On Behalf of | Sep 13, 2022 | Tax Liens

Tax deeds and tax liens are both tied to unpaid taxes. While they are grouped in the same category, each works differently from the other. Here is a quick look at the differences between the two.

What does a tax lien mean?

Tax liens are legal claims concerning unpaid taxes on a property. They is often placed on unpaid property taxes. Tax agencies can place liens against any type of property, whether it be an investment, residence, or business. The owner of a property with a tax lien cannot refinance or sell the property before clearing the tax debt.

Similarly, the IRS may place a federal tax lien on individuals who have not met their tax obligations. This is meant to compel them to pay their back taxes. After the debt is paid, the IRS will release the lien within 30 days.

Auctioning of tax lien certificates

If you are unable to pay your debt, your local tax authority may auction your tax liens. The auction transfers the tax debt to the tax lien certificate holder. Therefore, anyone who buys a lien certificate pays the entire debt, including any accrued interest.

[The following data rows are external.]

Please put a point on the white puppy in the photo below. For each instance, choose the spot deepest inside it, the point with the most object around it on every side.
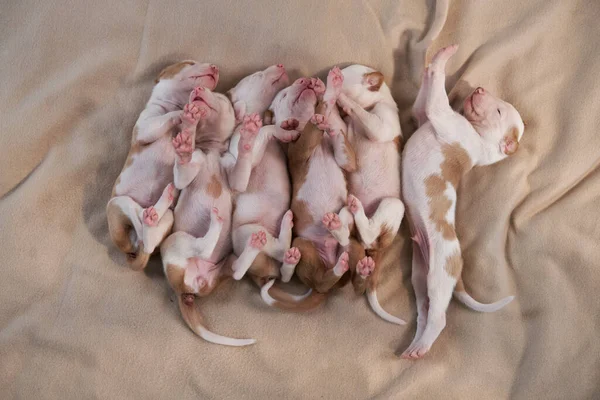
(374, 203)
(138, 212)
(435, 158)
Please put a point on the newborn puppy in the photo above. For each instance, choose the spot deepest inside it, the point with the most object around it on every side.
(195, 256)
(374, 204)
(435, 158)
(138, 212)
(262, 229)
(318, 162)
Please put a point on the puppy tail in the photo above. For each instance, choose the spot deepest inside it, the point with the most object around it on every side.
(285, 301)
(461, 295)
(376, 307)
(194, 320)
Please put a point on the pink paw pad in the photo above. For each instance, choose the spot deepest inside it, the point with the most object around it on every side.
(332, 221)
(320, 121)
(171, 191)
(317, 85)
(365, 267)
(342, 264)
(335, 78)
(252, 123)
(215, 212)
(288, 218)
(150, 216)
(353, 204)
(258, 240)
(292, 256)
(183, 145)
(290, 124)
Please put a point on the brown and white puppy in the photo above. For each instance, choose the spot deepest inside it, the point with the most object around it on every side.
(438, 154)
(138, 213)
(262, 222)
(196, 256)
(374, 205)
(318, 162)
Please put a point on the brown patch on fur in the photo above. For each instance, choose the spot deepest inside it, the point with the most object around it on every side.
(454, 265)
(439, 205)
(175, 276)
(456, 163)
(511, 141)
(214, 187)
(173, 70)
(375, 80)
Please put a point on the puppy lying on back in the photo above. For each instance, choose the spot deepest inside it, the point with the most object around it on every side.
(138, 212)
(318, 162)
(374, 203)
(435, 158)
(262, 221)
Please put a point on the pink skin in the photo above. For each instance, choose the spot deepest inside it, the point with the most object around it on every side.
(184, 146)
(292, 256)
(365, 267)
(332, 221)
(150, 216)
(251, 125)
(258, 240)
(352, 204)
(342, 263)
(320, 121)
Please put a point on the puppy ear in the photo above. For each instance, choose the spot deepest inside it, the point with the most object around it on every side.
(509, 143)
(374, 80)
(268, 118)
(240, 110)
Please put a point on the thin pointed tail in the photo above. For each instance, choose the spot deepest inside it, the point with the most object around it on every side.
(276, 297)
(193, 319)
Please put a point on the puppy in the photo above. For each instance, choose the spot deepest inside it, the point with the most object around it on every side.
(262, 222)
(443, 149)
(318, 161)
(195, 256)
(374, 204)
(138, 212)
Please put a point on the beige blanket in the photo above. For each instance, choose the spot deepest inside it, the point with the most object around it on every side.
(75, 323)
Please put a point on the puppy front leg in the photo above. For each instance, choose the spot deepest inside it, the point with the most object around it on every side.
(205, 246)
(437, 105)
(239, 174)
(302, 149)
(154, 128)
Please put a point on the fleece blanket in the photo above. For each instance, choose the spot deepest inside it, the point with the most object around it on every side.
(76, 323)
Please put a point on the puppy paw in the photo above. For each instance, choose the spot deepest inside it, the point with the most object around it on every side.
(365, 267)
(183, 146)
(258, 240)
(332, 221)
(292, 256)
(342, 265)
(150, 216)
(320, 121)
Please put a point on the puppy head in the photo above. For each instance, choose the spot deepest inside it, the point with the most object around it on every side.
(498, 123)
(364, 85)
(254, 93)
(297, 101)
(215, 128)
(188, 74)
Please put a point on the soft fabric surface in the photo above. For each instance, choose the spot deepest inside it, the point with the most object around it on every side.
(75, 322)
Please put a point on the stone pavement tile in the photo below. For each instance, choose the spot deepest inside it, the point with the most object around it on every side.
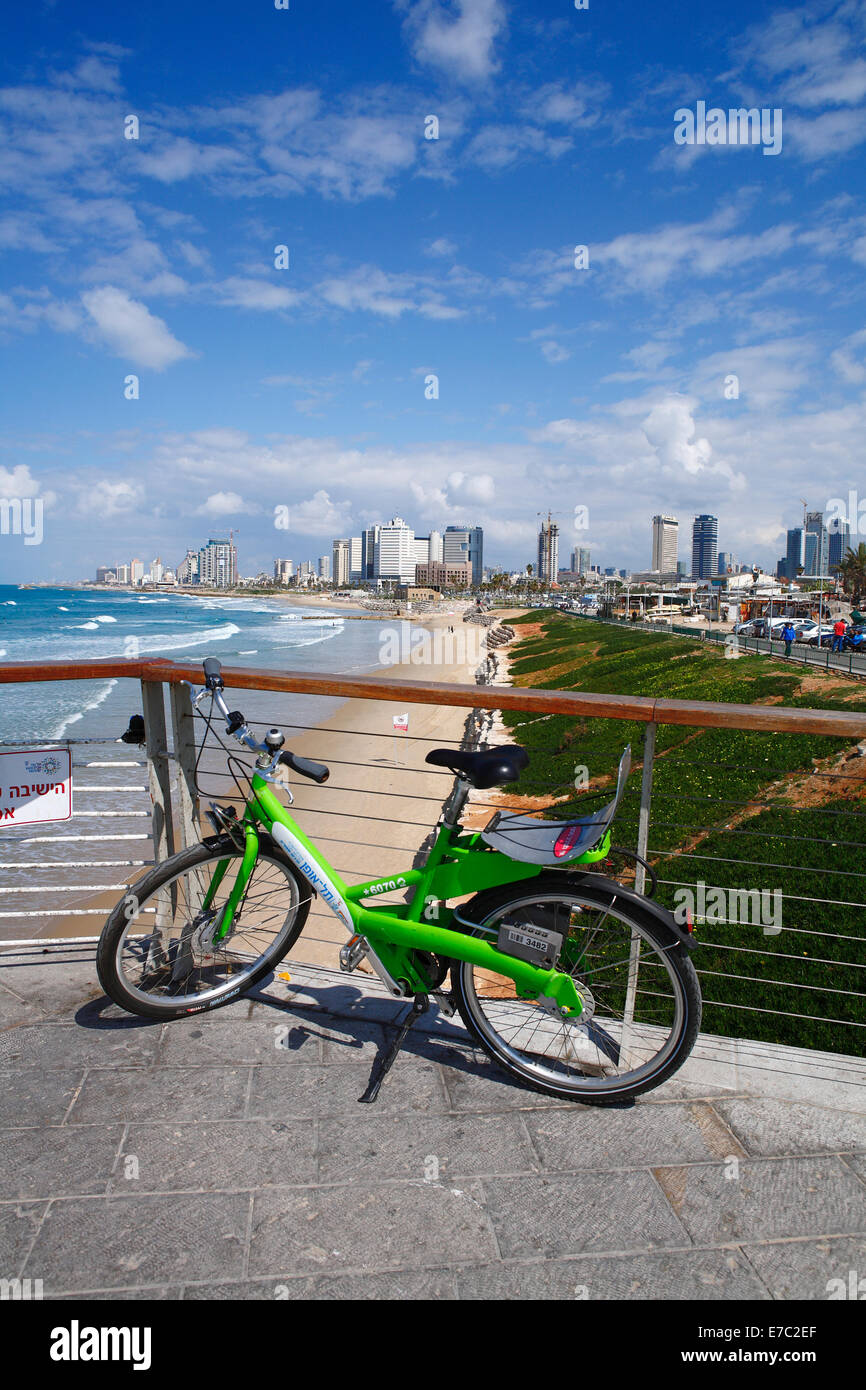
(29, 1096)
(769, 1200)
(59, 1161)
(18, 1226)
(353, 1040)
(690, 1275)
(56, 993)
(306, 1090)
(63, 1047)
(399, 1285)
(435, 1147)
(264, 1040)
(223, 1154)
(163, 1094)
(768, 1127)
(563, 1215)
(805, 1268)
(474, 1083)
(602, 1139)
(114, 1241)
(366, 1226)
(161, 1293)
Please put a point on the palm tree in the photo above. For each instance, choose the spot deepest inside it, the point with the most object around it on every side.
(852, 571)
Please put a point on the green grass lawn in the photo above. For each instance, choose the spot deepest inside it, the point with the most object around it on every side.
(805, 987)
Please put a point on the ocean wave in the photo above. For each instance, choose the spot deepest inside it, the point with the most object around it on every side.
(72, 719)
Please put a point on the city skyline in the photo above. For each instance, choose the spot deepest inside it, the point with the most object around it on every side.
(348, 278)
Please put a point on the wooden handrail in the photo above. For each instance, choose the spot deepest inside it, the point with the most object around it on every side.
(578, 704)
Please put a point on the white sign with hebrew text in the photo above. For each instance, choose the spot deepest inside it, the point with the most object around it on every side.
(35, 786)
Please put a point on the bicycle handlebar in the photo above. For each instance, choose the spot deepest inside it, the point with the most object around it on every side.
(238, 729)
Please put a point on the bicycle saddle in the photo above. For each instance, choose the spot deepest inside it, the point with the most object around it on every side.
(488, 767)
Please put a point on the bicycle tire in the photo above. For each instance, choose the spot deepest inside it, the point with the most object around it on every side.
(523, 1064)
(170, 872)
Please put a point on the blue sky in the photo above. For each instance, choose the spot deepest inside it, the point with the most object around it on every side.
(263, 388)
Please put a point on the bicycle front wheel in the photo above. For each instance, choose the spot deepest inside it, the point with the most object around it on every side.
(640, 993)
(157, 955)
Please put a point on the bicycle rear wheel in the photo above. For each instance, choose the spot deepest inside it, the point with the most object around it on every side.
(640, 991)
(156, 955)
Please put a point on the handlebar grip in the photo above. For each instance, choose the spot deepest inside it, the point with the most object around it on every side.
(317, 772)
(211, 673)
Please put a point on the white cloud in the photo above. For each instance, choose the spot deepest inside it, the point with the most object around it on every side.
(460, 43)
(256, 293)
(103, 498)
(224, 505)
(131, 330)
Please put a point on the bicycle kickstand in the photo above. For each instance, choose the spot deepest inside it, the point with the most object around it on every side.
(384, 1064)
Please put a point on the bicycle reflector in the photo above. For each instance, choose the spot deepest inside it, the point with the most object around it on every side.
(567, 840)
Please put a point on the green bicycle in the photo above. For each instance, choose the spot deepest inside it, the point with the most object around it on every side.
(574, 984)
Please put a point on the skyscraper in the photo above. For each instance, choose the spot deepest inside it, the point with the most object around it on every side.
(838, 533)
(705, 546)
(818, 551)
(548, 551)
(665, 541)
(463, 542)
(342, 551)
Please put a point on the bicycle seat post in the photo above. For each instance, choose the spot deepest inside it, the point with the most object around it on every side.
(455, 804)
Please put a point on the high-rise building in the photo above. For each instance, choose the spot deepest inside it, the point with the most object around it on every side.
(795, 552)
(705, 546)
(838, 534)
(395, 562)
(665, 542)
(218, 565)
(818, 549)
(463, 542)
(548, 551)
(342, 551)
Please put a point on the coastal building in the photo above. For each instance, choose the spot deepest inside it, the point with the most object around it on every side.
(218, 565)
(816, 544)
(838, 534)
(665, 542)
(463, 542)
(548, 551)
(438, 574)
(395, 562)
(342, 551)
(705, 546)
(356, 559)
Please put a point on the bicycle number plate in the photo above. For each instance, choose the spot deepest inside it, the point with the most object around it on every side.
(533, 944)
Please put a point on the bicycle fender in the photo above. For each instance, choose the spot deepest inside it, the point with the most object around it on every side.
(662, 915)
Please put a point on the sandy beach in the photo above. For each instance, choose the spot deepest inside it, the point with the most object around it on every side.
(374, 815)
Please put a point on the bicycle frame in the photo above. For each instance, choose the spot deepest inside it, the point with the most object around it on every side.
(459, 863)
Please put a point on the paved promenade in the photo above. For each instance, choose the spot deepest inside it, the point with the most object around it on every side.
(227, 1157)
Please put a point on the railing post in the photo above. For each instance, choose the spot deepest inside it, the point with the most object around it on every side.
(640, 873)
(156, 742)
(182, 730)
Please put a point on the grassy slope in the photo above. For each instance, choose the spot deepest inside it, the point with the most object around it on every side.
(698, 783)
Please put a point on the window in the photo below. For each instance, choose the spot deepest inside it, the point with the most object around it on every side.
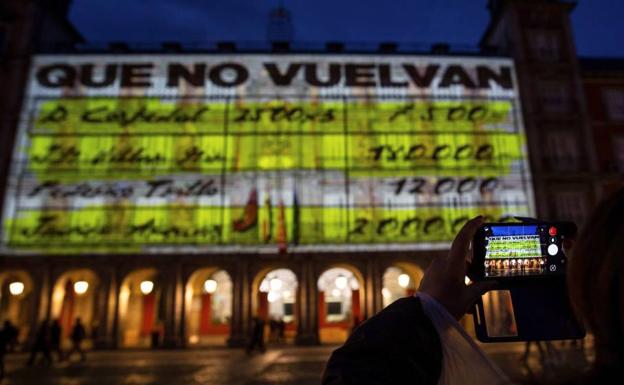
(618, 152)
(614, 102)
(562, 152)
(571, 205)
(554, 97)
(544, 45)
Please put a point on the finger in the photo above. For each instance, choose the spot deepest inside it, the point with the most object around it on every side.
(477, 289)
(459, 248)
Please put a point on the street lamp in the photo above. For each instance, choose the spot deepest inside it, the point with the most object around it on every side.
(146, 287)
(272, 296)
(81, 287)
(341, 282)
(16, 288)
(210, 286)
(403, 280)
(275, 284)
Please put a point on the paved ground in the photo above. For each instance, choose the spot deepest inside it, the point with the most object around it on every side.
(281, 366)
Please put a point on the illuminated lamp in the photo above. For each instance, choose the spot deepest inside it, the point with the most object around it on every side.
(275, 284)
(272, 297)
(403, 280)
(341, 282)
(210, 286)
(16, 288)
(146, 287)
(81, 287)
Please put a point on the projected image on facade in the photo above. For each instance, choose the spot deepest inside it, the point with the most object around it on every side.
(214, 152)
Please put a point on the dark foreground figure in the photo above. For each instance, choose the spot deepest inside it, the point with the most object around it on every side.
(415, 340)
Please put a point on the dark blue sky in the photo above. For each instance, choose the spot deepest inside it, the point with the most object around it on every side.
(597, 24)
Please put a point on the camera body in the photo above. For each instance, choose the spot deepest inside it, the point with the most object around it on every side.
(528, 261)
(520, 251)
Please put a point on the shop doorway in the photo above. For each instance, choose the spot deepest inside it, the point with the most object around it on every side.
(74, 298)
(140, 319)
(339, 308)
(276, 304)
(400, 281)
(16, 304)
(208, 300)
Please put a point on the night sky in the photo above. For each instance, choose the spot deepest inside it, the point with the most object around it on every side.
(597, 24)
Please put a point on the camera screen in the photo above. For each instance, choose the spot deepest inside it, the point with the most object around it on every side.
(523, 250)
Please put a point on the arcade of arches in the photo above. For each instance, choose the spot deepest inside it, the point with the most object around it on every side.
(181, 304)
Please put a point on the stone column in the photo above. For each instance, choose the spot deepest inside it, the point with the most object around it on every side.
(372, 288)
(241, 305)
(172, 292)
(107, 309)
(307, 299)
(40, 306)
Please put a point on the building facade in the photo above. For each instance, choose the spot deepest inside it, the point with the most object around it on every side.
(195, 299)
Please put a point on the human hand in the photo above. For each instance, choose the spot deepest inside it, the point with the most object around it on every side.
(444, 279)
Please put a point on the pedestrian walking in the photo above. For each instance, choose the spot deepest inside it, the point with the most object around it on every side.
(55, 339)
(4, 341)
(257, 336)
(281, 330)
(41, 344)
(77, 336)
(12, 333)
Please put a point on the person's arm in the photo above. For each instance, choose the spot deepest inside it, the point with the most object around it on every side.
(400, 345)
(397, 346)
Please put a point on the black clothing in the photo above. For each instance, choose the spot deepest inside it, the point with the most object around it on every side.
(397, 346)
(78, 333)
(257, 336)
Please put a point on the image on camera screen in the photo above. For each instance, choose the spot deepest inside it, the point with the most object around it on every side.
(522, 250)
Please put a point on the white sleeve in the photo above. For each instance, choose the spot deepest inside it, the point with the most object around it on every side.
(463, 361)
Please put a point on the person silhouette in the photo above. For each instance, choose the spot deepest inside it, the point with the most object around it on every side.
(55, 339)
(4, 342)
(41, 344)
(12, 334)
(77, 336)
(257, 336)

The tax certificate holder does not own the property but collects interest on any tax debt. This interest is paid until the owner pays off all debt. The interest rate is anchored in state law and may be a fixed rate or a range such as 0% to 18%.

What is a tax deed?

A tax deed offers the holder the right to ownership of the underlying property. It is also issued by the local tax authority when a property owner defaults on their tax payments. Just like with tax liens, a tax deed goes to the highest bidder in an auction.

The deed can be auctioned in person or online. State law only allows taxing authorities to sell the entire property to collect delinquent taxes. Therefore, when you buy a tax deed, you are essentially buying the underlying property.

Some state laws give the property owner a period to redeem the property before the title transfers to the selected bidder. However, they would have to pay the property’s value, penalties, interest, and due fees.